Он не подозревал, что тысячи народов говорят на разных языках, существуют науки, которые изучают землю, воду, небо, животных, учат считать и воспроизводить звуки на бумаге с помощью букв. Люди прорвались в космос? Слетали на Луну? Достали до Марса и Венеры? Изобрели атомную бомбу и прикрепили ее к ракете? Молчун не знал, что такое электричество, что бывает телевизор и кино. И это – в последней четверти ХХ века.

А поскольку таких Молчунов были миллионы, Сандинистская власть решила, что сразу после победы – война с неграмотностью. Народ надо вырвать из темноты. И первым делом человек должен уметь читать и писать. Иначе – какой он человек!

Разговоры запертых в сарае учителей были для него малопонятной сказкой: говорят на его родном испанском языке, а понять почти ничего нельзя. И не переспросишь: он здесь подслушивает тайком. А ведь придется все это пересказывать! Как? Попробуй запомнить то, чего не понимаешь!

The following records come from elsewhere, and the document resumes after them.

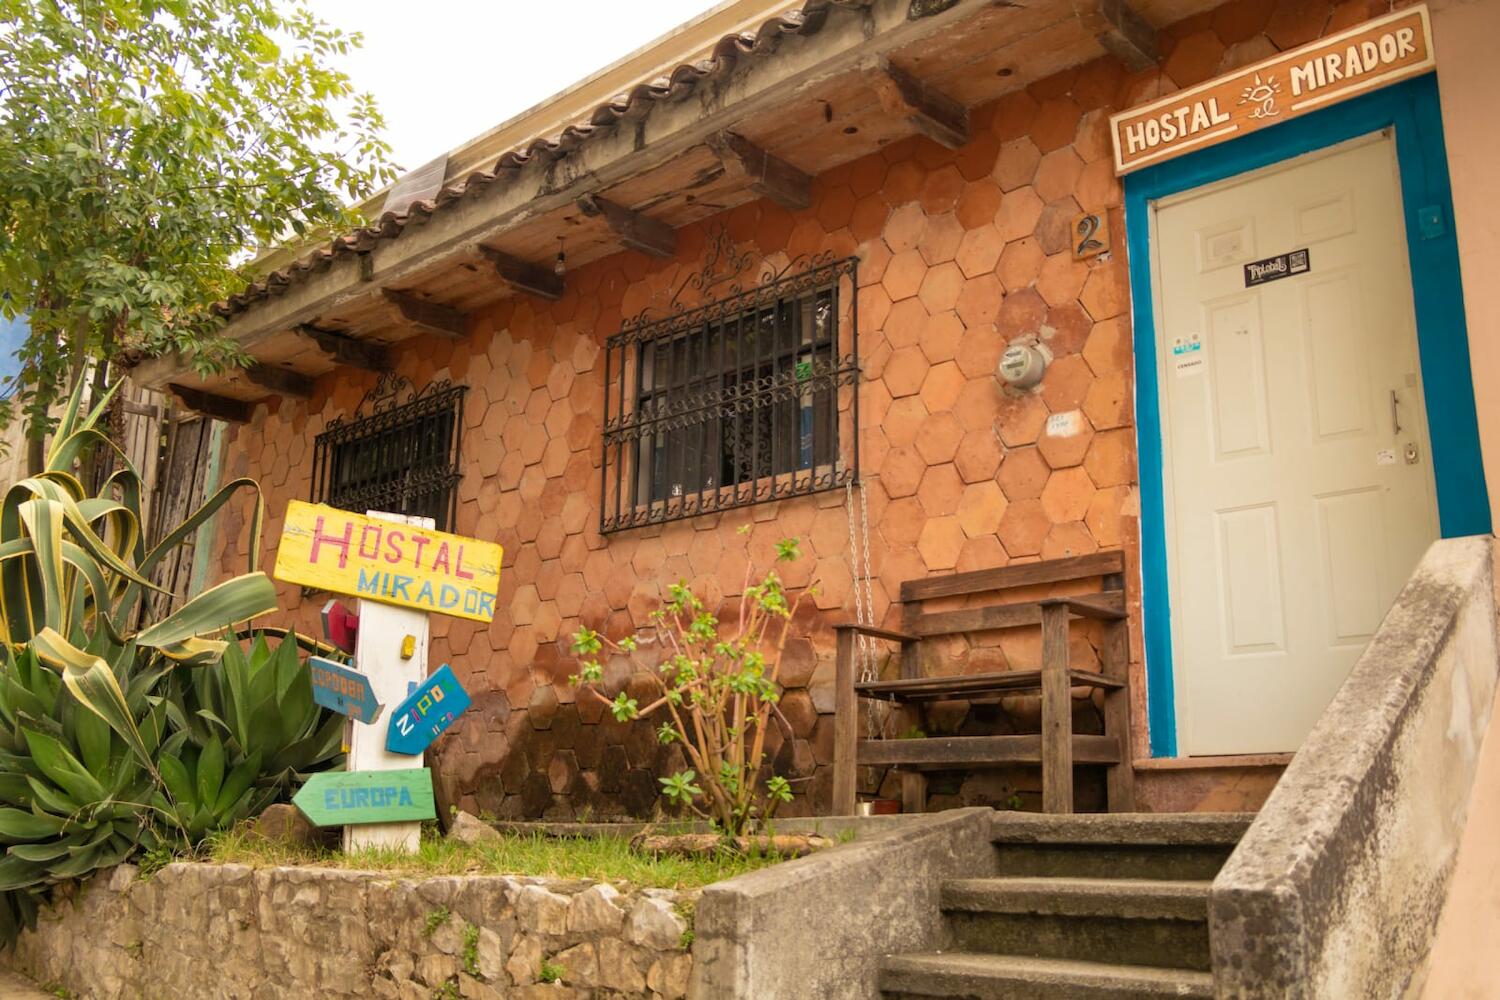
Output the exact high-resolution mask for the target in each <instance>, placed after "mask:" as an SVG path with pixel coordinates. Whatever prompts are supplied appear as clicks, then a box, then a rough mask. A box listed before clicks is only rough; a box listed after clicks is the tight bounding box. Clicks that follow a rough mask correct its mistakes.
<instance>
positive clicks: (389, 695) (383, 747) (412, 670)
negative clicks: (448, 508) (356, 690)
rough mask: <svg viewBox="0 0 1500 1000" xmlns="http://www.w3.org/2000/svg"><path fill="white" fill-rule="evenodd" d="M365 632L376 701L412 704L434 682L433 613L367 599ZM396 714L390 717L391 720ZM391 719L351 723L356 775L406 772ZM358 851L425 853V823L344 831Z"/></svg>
mask: <svg viewBox="0 0 1500 1000" xmlns="http://www.w3.org/2000/svg"><path fill="white" fill-rule="evenodd" d="M371 517H375V519H380V520H396V522H401V523H405V525H414V526H417V528H432V519H431V517H405V516H402V514H378V513H375V511H371ZM357 610H359V615H360V630H359V633H356V636H354V666H356V669H357V670H359V672H360V673H363V675H366V676H368V678H369V679H371V687H372V688H375V700H377V702H380V703H381V705H399V703H401V702H404V700H405V699H407V691H408V688H410V687H414V685H419V684H422V682H423V681H426V679H428V613H426V612H419V610H416V609H413V607H396V606H395V604H381V603H378V601H372V600H369V598H365V597H362V598H360V606H359V609H357ZM407 636H416V637H417V642H416V643H414V646H413V655H411V658H410V660H402V657H401V646H402V640H404V639H405V637H407ZM389 715H390V714H389V712H387V717H389ZM389 721H390V720H389V718H378V720H375V723H374V724H372V726H366V724H365V723H356V721H351V723H350V729H351V730H353V732H351V733H350V754H348V765H345V766H347V768H348V769H350V771H405V769H408V768H411V757H407V756H405V754H393V753H390V751H389V750H386V726H387V724H389ZM357 847H398V849H404V850H405V852H407V853H411V855H416V853H417V849H419V847H422V823H414V822H404V823H360V825H359V826H345V828H344V850H354V849H357Z"/></svg>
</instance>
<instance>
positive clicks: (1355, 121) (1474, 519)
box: [1125, 73, 1490, 757]
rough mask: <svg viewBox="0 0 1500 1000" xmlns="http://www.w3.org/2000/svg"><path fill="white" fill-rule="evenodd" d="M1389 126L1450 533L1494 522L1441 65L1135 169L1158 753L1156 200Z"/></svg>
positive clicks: (1153, 673)
mask: <svg viewBox="0 0 1500 1000" xmlns="http://www.w3.org/2000/svg"><path fill="white" fill-rule="evenodd" d="M1386 127H1394V130H1395V139H1397V162H1398V166H1400V174H1401V198H1403V208H1404V213H1406V234H1407V250H1409V255H1410V262H1412V285H1413V288H1412V291H1413V300H1415V303H1416V327H1418V354H1419V357H1421V363H1422V381H1424V388H1425V393H1424V394H1425V397H1427V417H1428V429H1430V433H1431V438H1433V474H1434V478H1436V480H1437V510H1439V522H1440V531H1442V534H1443V537H1445V538H1454V537H1460V535H1479V534H1488V532H1490V495H1488V492H1487V489H1485V475H1484V466H1482V465H1481V457H1479V423H1478V418H1476V415H1475V384H1473V379H1472V378H1470V369H1469V330H1467V325H1466V322H1464V294H1463V292H1464V289H1463V283H1461V280H1460V274H1458V240H1457V235H1455V232H1454V201H1452V190H1451V186H1449V180H1448V153H1446V147H1445V144H1443V117H1442V108H1440V106H1439V97H1437V75H1436V73H1428V75H1425V76H1418V78H1415V79H1409V81H1406V82H1401V84H1395V85H1392V87H1386V88H1383V90H1376V91H1373V93H1368V94H1364V96H1359V97H1355V99H1352V100H1346V102H1344V103H1340V105H1334V106H1331V108H1325V109H1323V111H1316V112H1313V114H1308V115H1305V117H1301V118H1296V120H1293V121H1287V123H1283V124H1278V126H1274V127H1269V129H1263V130H1260V132H1256V133H1253V135H1248V136H1244V138H1239V139H1233V141H1230V142H1224V144H1221V145H1215V147H1214V148H1208V150H1200V151H1197V153H1190V154H1187V156H1181V157H1178V159H1173V160H1167V162H1164V163H1158V165H1155V166H1148V168H1146V169H1142V171H1139V172H1134V174H1130V175H1127V177H1125V232H1127V243H1128V249H1130V283H1131V303H1133V304H1131V315H1133V321H1134V354H1136V435H1137V445H1139V456H1140V459H1139V462H1140V546H1142V559H1140V561H1142V604H1143V609H1145V631H1146V634H1145V645H1146V699H1148V700H1146V711H1148V721H1149V724H1151V754H1152V757H1175V756H1178V721H1176V700H1175V687H1173V667H1172V607H1170V594H1169V586H1167V523H1166V514H1164V508H1163V489H1164V483H1163V450H1161V409H1160V405H1158V391H1160V385H1158V378H1157V325H1155V316H1154V315H1152V313H1154V291H1152V274H1151V268H1152V247H1151V204H1152V202H1154V201H1155V199H1158V198H1164V196H1167V195H1173V193H1178V192H1182V190H1188V189H1193V187H1200V186H1203V184H1211V183H1214V181H1220V180H1224V178H1227V177H1233V175H1236V174H1244V172H1247V171H1253V169H1259V168H1262V166H1268V165H1271V163H1277V162H1281V160H1284V159H1289V157H1293V156H1301V154H1304V153H1311V151H1313V150H1319V148H1325V147H1329V145H1334V144H1338V142H1344V141H1349V139H1353V138H1358V136H1361V135H1370V133H1371V132H1379V130H1380V129H1386Z"/></svg>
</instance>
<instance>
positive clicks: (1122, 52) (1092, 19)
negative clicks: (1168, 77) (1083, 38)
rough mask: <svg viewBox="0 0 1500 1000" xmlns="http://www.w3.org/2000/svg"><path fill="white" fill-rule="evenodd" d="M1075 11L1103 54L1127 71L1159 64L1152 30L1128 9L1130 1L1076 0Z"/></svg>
mask: <svg viewBox="0 0 1500 1000" xmlns="http://www.w3.org/2000/svg"><path fill="white" fill-rule="evenodd" d="M1077 10H1079V19H1080V21H1083V25H1085V28H1088V30H1089V31H1094V37H1097V39H1098V40H1100V45H1101V46H1103V48H1104V51H1106V52H1109V54H1110V55H1113V57H1115V58H1118V60H1121V61H1122V63H1125V66H1127V67H1128V69H1130V70H1131V72H1140V70H1142V69H1151V67H1152V66H1155V64H1157V63H1160V61H1161V49H1160V46H1158V45H1157V28H1154V27H1152V25H1151V21H1148V19H1146V18H1143V16H1140V13H1137V12H1136V9H1134V7H1133V6H1130V0H1077Z"/></svg>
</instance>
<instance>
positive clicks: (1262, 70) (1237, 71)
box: [1110, 4, 1434, 174]
mask: <svg viewBox="0 0 1500 1000" xmlns="http://www.w3.org/2000/svg"><path fill="white" fill-rule="evenodd" d="M1433 66H1434V60H1433V31H1431V25H1430V21H1428V13H1427V4H1418V6H1415V7H1404V9H1401V10H1397V12H1394V13H1388V15H1385V16H1380V18H1376V19H1373V21H1365V22H1364V24H1356V25H1355V27H1352V28H1349V30H1347V31H1340V33H1338V34H1331V36H1328V37H1323V39H1319V40H1316V42H1313V43H1310V45H1304V46H1302V48H1296V49H1290V51H1287V52H1281V54H1280V55H1274V57H1271V58H1268V60H1262V61H1259V63H1256V64H1254V66H1245V67H1244V69H1236V70H1235V72H1232V73H1227V75H1224V76H1217V78H1215V79H1209V81H1208V82H1203V84H1199V85H1197V87H1188V88H1187V90H1179V91H1176V93H1173V94H1167V96H1166V97H1161V99H1160V100H1154V102H1151V103H1148V105H1145V106H1140V108H1131V109H1128V111H1121V112H1119V114H1116V115H1113V117H1112V118H1110V132H1112V133H1113V142H1115V172H1116V174H1128V172H1131V171H1133V169H1140V168H1142V166H1148V165H1151V163H1157V162H1161V160H1164V159H1170V157H1173V156H1179V154H1182V153H1188V151H1191V150H1202V148H1205V147H1209V145H1215V144H1218V142H1224V141H1226V139H1233V138H1236V136H1241V135H1248V133H1250V132H1254V130H1257V129H1263V127H1266V126H1272V124H1278V123H1281V121H1287V120H1290V118H1296V117H1299V115H1304V114H1307V112H1310V111H1316V109H1319V108H1323V106H1328V105H1329V103H1332V102H1335V100H1344V99H1347V97H1353V96H1356V94H1362V93H1365V91H1368V90H1373V88H1374V87H1385V85H1386V84H1394V82H1397V81H1398V79H1406V78H1407V76H1416V75H1418V73H1425V72H1428V70H1431V69H1433Z"/></svg>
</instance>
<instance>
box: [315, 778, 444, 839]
mask: <svg viewBox="0 0 1500 1000" xmlns="http://www.w3.org/2000/svg"><path fill="white" fill-rule="evenodd" d="M291 802H293V805H296V807H297V808H299V810H302V813H303V816H306V817H308V820H309V822H312V823H314V825H315V826H348V825H354V823H395V822H411V820H431V819H437V816H438V810H437V805H435V804H434V799H432V772H431V771H428V769H426V768H410V769H407V771H321V772H318V774H315V775H312V777H311V778H308V784H305V786H302V789H300V790H299V792H297V795H294V796H293V799H291Z"/></svg>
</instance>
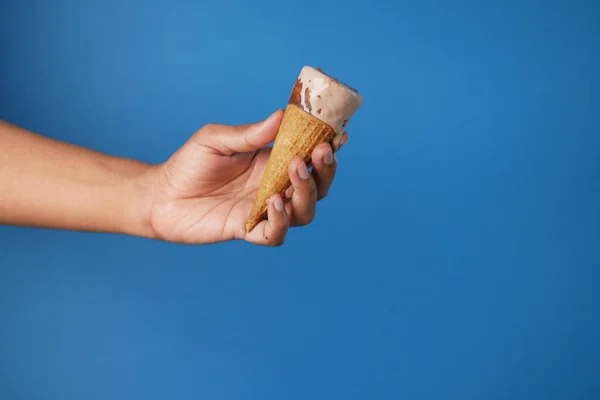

– Сначала мы вкопали вместе с Сумо бамбуковые столбы. Соединили их по периметру веревками и лианами. Стены, а это были широкие листья пальмы, крепились на веревках, Сумо советовал их менять, как только они начнут подсыхать и потрескивать по ночам. Лазить за листьями на вершину пальмы, как Сумо, я не мог. Вы же знаете, компа, ствол у пальмы, как корявый бетонный городской столб. Я забрался однажды на пальму только до половины и не удержался. Верите ли, до сих пор ладони горят, а с пуза я чуть было не спустил кожу. Сумо меня лечил травами. Сумо – хороший, сильный человек. Несколько лет назад он ушел из своей деревни в Манагуа и стал бойцом революции. В бою его ранили, а после госпиталя дали неделю на отдых – вот он и приехал навестить сестер и братьев. Сумо меня лечил и еще по-доброму посмеивался: кто еще, говорил он, имеет такой дом с пахучими зелеными стенами и крышей!

– Между столбами я натянул гамак. Когда шел дождь, я накрывался целлофановой пленкой. Мама сунула ее в мой рюкзак в последний момент. Брать ее я не хотел, а потом в сельве, вспоминая маму, – мне не стыдно в этом признаться, компаньерос, – плакал. Дождь пробивал зеленую крышу. А я юрк-ну в гамак, замотаюсь в пленку. Холодно, сыро, в животе бурчит.

«Ради чего такие страдания?» – думал Молчун. Они там в городах что – ума лишились, чтобы по доброй воле переться в сельву учить крестьян грамоте?! Что это вообще за люди такие, что им дома не сидится? Что-то не слышно разговоров про деньги. Кто им платит? Кто их кормит? Одними бананами с деревьев сыт не будешь – кукурузной лепешечки ой как хочется. А гайо-пинто! Молчун вспомнил их любимую с отцом фасоль с красным перцем и чуть не поперхнулся слюной.

Маленький учитель-пленник Мигель неожиданно выбил ладонями бойкую дробь, присвистнул и без напряжения, ровно ударяя пальцами по стыкам досок, словно по гитарным струнам, запел незнакомую Молчуну песню. Маленькому учителю помогал упругий, низкий голос. Часовой вспомнил лица пленников и отдал голос, видимо, старшему из учителей, тому, в рваной рубахе. Скорее всего, это он расспрашивал Мигеля, он задавал вопросы «о работе в сельве». Подпевал старший учитель умело. Рядом с ним звонкий голос Мигеля крепчал, как бы густел и не ломался.

«Концерт, как на деревенском фестивале», – усмехнулся Молчун и насторожился, услышав неожиданный скрип, пробившийся сквозь песню. Голоса учителей зазвучали громче. Старший учитель поперхнулся и закашлял.

«Без воды, пересохшим горлом не много напоешь», – хмыкнул Молчун. Он потрепал прибежавшего Чичо за ухо и приложил палец к мокрому носу пса.

«Вот Чичо пошел к реке и напился. И нет для него ни контрас, ни сандинистов. Хорошо жить собакой». Пес ткнулся мордой в ладонь и лег у ноги. Молчун перекатился с боку на бок и слушал теперь правым ухом. Левое ухо, натертое доской, горело.